Dupuytren disease is a systemic disorder which most visibly affects the hands. Currently, there are treatments for hand deformities caused by Dupuytren disease (“Dupuytren contracture”), but no treatment for the underlying process of Dupuytren disease. The goal of the Dupuytren Research Group is to develop a medical treatment of Dupuytren disease.
Treatments of Dupuytren contracture fall into two categories: surgical and minimally invasive. Treatments improve some or all of the deformity. These improvements usually last for years, but may not be permanent. Contractures developing after treatment are either called recurrence (return of the original contracture) or extension (contractures affecting new areas). Both recurrence and extension are common after treatment.
Surgical treatments involve making a cut or cuts in the skin in the affected areas of the palm and fingers.

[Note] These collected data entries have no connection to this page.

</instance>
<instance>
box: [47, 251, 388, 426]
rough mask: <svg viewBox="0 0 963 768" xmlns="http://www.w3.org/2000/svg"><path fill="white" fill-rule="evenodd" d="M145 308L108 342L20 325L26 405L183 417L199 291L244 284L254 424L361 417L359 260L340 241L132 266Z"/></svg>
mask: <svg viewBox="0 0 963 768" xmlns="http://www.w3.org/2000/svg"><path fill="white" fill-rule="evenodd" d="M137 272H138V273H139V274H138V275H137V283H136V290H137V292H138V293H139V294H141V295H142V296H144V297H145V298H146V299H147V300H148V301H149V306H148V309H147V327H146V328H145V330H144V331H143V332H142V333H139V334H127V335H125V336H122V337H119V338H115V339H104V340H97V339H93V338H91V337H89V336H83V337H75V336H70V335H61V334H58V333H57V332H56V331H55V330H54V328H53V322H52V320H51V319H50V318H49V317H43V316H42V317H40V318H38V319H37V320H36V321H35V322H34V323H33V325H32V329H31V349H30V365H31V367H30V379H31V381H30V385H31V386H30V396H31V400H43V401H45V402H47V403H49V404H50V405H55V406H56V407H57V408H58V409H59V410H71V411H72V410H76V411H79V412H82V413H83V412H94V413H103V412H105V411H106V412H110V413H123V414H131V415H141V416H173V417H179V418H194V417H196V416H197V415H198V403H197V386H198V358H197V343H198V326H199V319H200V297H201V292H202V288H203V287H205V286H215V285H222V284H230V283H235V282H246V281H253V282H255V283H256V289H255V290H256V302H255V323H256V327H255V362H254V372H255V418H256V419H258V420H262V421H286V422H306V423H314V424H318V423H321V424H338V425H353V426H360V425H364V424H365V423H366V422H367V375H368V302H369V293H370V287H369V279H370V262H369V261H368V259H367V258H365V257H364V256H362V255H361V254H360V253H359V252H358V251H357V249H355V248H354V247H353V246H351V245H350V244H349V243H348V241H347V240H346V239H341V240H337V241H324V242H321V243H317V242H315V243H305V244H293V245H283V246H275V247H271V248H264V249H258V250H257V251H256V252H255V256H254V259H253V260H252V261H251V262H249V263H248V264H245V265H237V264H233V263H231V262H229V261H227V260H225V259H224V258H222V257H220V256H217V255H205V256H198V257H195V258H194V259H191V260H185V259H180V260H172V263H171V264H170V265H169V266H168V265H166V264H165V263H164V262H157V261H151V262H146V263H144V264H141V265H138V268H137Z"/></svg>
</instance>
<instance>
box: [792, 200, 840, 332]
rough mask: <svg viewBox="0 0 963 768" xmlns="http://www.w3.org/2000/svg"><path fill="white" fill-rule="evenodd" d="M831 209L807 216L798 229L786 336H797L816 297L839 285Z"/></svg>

The tight, diseased tissues under the skin are either released with a cut (fasciotomy) or removed (fasciectomy). In severe cases, portions of the palm skin are also removed and replaced with skin graft (dermofasciectomy). The cuts may be sewn closed or left open to heal on their own. All of these variations are planned ahead of the time by the surgeon. Fasciectomy is currently the most common treatment performed for Dupuytren contracture.
Minimally invasive treatments involve releasing the tight tissue under the skin without making a cut in the skin with a knife. Tissue can be cut beneath the skin with the tip of a small hypodermic needle (needle aponeurotomy) or weakened by injecting collagenase enzyme (Xiaflex®, Xiapex®) into the cord beneath the skin. After either approach, the surgeon pulls on the finger(s) to rupture the cord and straighten the finger. Minimally invasive procedures are most often performed in the surgeon’s office under local anesthesia. Collagenase injection is the second most common treatment performed for Dupuytren contracture in the United States.
The choice of procedure is personal. Surgical treatments, on the average, last over twice as long as minimally invasive treatments before return of contracture. However, surgical treatments have a higher complication rate and longer recovery time than minimally invasive treatments. There’s no perfect choice. Since the early 2000s, there has been an increasing trend to choose minimally invasive treatment as the first treatment. Surgical treatments are recommended for people who have more severe contractures, who have predictors of aggressive disease (onset younger than 50, knuckle pads, Ledderhose disease, family history of Dupuytren disease), or those with early/multiple recurrence after minimally invasive treatment.